John would have us know that we can never know ourselves without being in the light of God’s knowledge of us. It is only in God’s light that we can see each other as we really are. It is only in God’s light that we can create ourselves in his image, and become the persons God yearns for us to be. It is only in God’s light that our life in God can light the way for others. But it is not easy to live in the light. You have to be willing to see your life for what it is and you have to be courageous enough to begin living it in the light of such knowledge. Unfortunately, the sad truth for us in this world is that it is easier for us to live in our darkness, in our illusions and distortions of ourselves and others. Easier not to have to know who we are, and what we might become. Easier, maybe, but not life-giving. Not liberating. Not authentic.
What John wants us to know about the power of God to create and the power God has given to his human creatures to create is that creation is life-giving. Being co-creators with God is life giving. When we live in the knowledge of God’s reflected Word we become liberated to be a difference and make a difference in how we live in this world. Living in the truth of God’s reflected Light, we become more authentic in the ways we communicate ourselves to each other.

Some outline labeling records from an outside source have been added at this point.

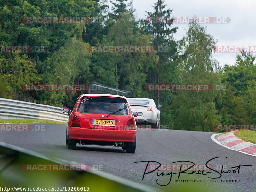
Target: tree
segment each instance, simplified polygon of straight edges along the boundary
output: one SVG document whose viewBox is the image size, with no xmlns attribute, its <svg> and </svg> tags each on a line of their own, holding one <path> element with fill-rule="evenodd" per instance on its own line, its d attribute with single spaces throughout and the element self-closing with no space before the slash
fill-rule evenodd
<svg viewBox="0 0 256 192">
<path fill-rule="evenodd" d="M 189 25 L 180 60 L 182 84 L 220 84 L 218 62 L 211 57 L 216 42 L 204 27 L 196 23 Z M 220 121 L 215 104 L 220 102 L 222 93 L 213 90 L 177 91 L 172 104 L 175 128 L 212 131 L 214 125 Z"/>
<path fill-rule="evenodd" d="M 148 82 L 149 83 L 159 84 L 166 81 L 168 83 L 172 82 L 173 76 L 164 75 L 166 72 L 174 71 L 174 69 L 172 68 L 175 67 L 173 65 L 170 64 L 170 61 L 173 61 L 176 58 L 177 44 L 173 39 L 173 35 L 176 32 L 178 28 L 170 28 L 173 21 L 171 17 L 172 10 L 170 9 L 164 10 L 166 5 L 164 4 L 164 1 L 158 0 L 154 6 L 155 12 L 153 13 L 146 12 L 148 15 L 147 19 L 140 22 L 142 30 L 146 34 L 153 36 L 151 42 L 157 50 L 160 47 L 168 48 L 168 51 L 158 52 L 156 53 L 159 58 L 158 62 L 155 63 L 155 66 L 150 69 L 148 78 Z M 171 22 L 156 22 L 161 20 L 161 18 L 166 17 L 170 18 Z M 151 73 L 151 71 L 154 73 Z M 159 91 L 157 91 L 156 98 L 157 104 L 159 104 L 160 99 Z"/>
</svg>

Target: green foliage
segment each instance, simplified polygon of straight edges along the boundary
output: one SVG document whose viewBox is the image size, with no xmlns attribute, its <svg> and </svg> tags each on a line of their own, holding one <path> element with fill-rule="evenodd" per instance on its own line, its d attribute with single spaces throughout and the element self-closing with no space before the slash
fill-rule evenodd
<svg viewBox="0 0 256 192">
<path fill-rule="evenodd" d="M 182 84 L 220 84 L 221 79 L 215 71 L 217 63 L 211 58 L 215 42 L 205 28 L 190 24 L 184 39 L 185 52 L 180 65 Z M 215 103 L 222 96 L 217 91 L 178 91 L 172 103 L 175 111 L 174 128 L 182 130 L 212 131 L 220 124 Z"/>
</svg>

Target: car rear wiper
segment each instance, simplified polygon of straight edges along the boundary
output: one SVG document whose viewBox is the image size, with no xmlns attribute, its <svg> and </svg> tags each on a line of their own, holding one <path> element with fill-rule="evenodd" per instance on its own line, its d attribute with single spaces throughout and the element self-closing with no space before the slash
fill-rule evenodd
<svg viewBox="0 0 256 192">
<path fill-rule="evenodd" d="M 115 114 L 115 113 L 116 113 L 117 112 L 119 112 L 119 111 L 121 111 L 121 110 L 123 110 L 123 109 L 126 109 L 126 108 L 127 108 L 127 107 L 124 107 L 124 108 L 121 108 L 121 109 L 118 109 L 117 111 L 115 111 L 114 112 L 112 112 L 111 113 L 109 113 L 108 115 L 107 116 L 107 117 L 108 117 L 108 116 L 109 115 L 113 115 L 113 114 Z"/>
</svg>

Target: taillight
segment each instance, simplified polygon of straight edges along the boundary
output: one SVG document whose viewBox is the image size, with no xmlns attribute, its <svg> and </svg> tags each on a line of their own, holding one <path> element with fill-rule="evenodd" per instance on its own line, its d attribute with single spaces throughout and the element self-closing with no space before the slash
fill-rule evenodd
<svg viewBox="0 0 256 192">
<path fill-rule="evenodd" d="M 153 111 L 153 110 L 152 109 L 153 109 L 153 108 L 152 108 L 152 107 L 150 107 L 148 108 L 148 110 L 147 110 L 147 111 Z"/>
<path fill-rule="evenodd" d="M 80 127 L 80 121 L 78 117 L 74 115 L 72 119 L 72 123 L 71 126 L 73 127 Z"/>
<path fill-rule="evenodd" d="M 126 125 L 126 129 L 135 129 L 135 126 L 134 124 L 133 119 L 131 119 L 127 122 Z"/>
</svg>

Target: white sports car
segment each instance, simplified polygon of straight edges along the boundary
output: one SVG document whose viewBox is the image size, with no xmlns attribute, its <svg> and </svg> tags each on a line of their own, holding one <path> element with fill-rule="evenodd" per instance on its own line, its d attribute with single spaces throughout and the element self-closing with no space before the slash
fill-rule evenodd
<svg viewBox="0 0 256 192">
<path fill-rule="evenodd" d="M 161 111 L 156 106 L 154 100 L 147 98 L 127 98 L 133 112 L 137 112 L 138 116 L 135 117 L 137 124 L 153 124 L 155 128 L 160 126 Z"/>
</svg>

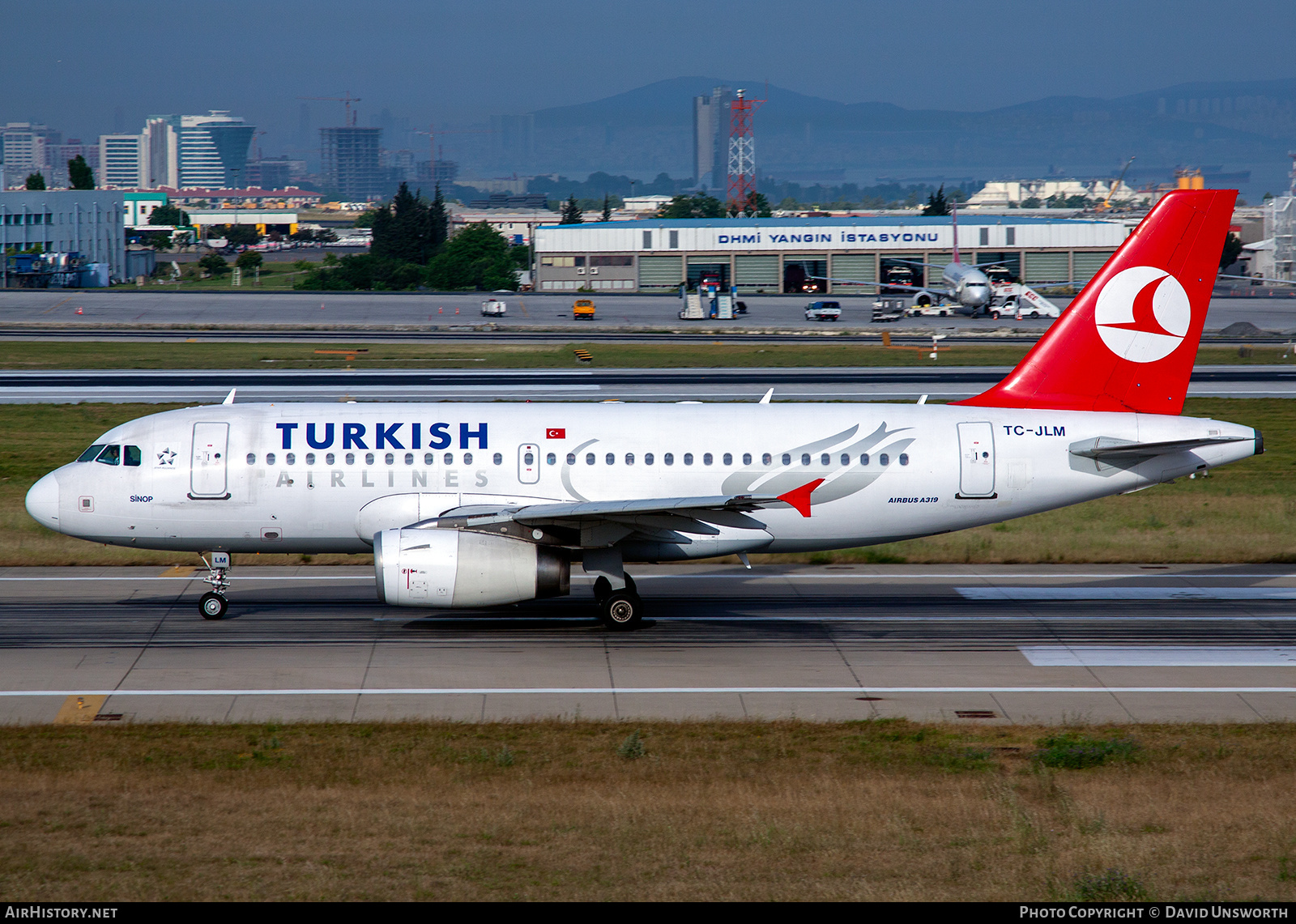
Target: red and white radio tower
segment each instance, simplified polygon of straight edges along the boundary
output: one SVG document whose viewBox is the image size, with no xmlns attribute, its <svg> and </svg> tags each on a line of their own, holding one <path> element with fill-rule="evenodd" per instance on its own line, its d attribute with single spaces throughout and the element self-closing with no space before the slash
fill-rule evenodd
<svg viewBox="0 0 1296 924">
<path fill-rule="evenodd" d="M 745 89 L 730 102 L 730 166 L 728 210 L 737 215 L 756 193 L 756 136 L 752 133 L 752 113 L 765 100 L 745 98 Z"/>
</svg>

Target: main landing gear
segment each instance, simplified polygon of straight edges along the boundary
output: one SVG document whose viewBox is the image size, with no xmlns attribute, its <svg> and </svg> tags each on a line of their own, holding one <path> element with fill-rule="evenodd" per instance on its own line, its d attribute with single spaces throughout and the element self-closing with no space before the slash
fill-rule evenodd
<svg viewBox="0 0 1296 924">
<path fill-rule="evenodd" d="M 644 601 L 635 587 L 635 579 L 622 575 L 623 590 L 612 590 L 612 582 L 600 575 L 594 582 L 594 599 L 599 604 L 599 618 L 603 625 L 616 631 L 639 629 L 644 618 Z"/>
<path fill-rule="evenodd" d="M 213 552 L 211 561 L 203 557 L 202 564 L 207 566 L 207 577 L 201 579 L 211 584 L 211 590 L 198 599 L 198 612 L 203 619 L 222 619 L 229 609 L 229 600 L 226 599 L 226 591 L 229 590 L 229 578 L 226 577 L 229 572 L 229 552 Z"/>
</svg>

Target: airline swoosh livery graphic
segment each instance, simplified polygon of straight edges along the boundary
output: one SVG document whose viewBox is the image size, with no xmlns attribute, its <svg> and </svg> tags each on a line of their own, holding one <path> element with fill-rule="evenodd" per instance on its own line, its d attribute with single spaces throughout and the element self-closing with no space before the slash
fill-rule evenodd
<svg viewBox="0 0 1296 924">
<path fill-rule="evenodd" d="M 1262 452 L 1248 426 L 1179 416 L 1235 196 L 1165 196 L 964 402 L 229 403 L 113 428 L 27 511 L 88 542 L 201 553 L 210 619 L 232 552 L 372 552 L 390 605 L 561 596 L 579 568 L 603 622 L 632 629 L 627 562 L 949 533 Z"/>
</svg>

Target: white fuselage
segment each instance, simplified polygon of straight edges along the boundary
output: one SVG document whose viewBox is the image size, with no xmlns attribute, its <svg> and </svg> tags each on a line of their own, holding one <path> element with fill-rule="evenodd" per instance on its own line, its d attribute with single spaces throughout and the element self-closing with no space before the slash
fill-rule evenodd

This is why Christmas happened. This is why God came to us. To bring us out of our darkness into his Light; to restore us to the good purposes he created for by the power he gives us to co-creating our life with him. Do you remember the little girl I told you about who told her mommy she needed God with skin on. Well, by our own creation and birth, we are people with skin on. We are God’s skin. And we are all God has to communicate the power of his Word and the Light of his truth to the world. But we cannot do it by ourselves. We must return to the manger every day of our life. We must return to our source of light and truth to receive God’s gift of Word and Light, and live in it.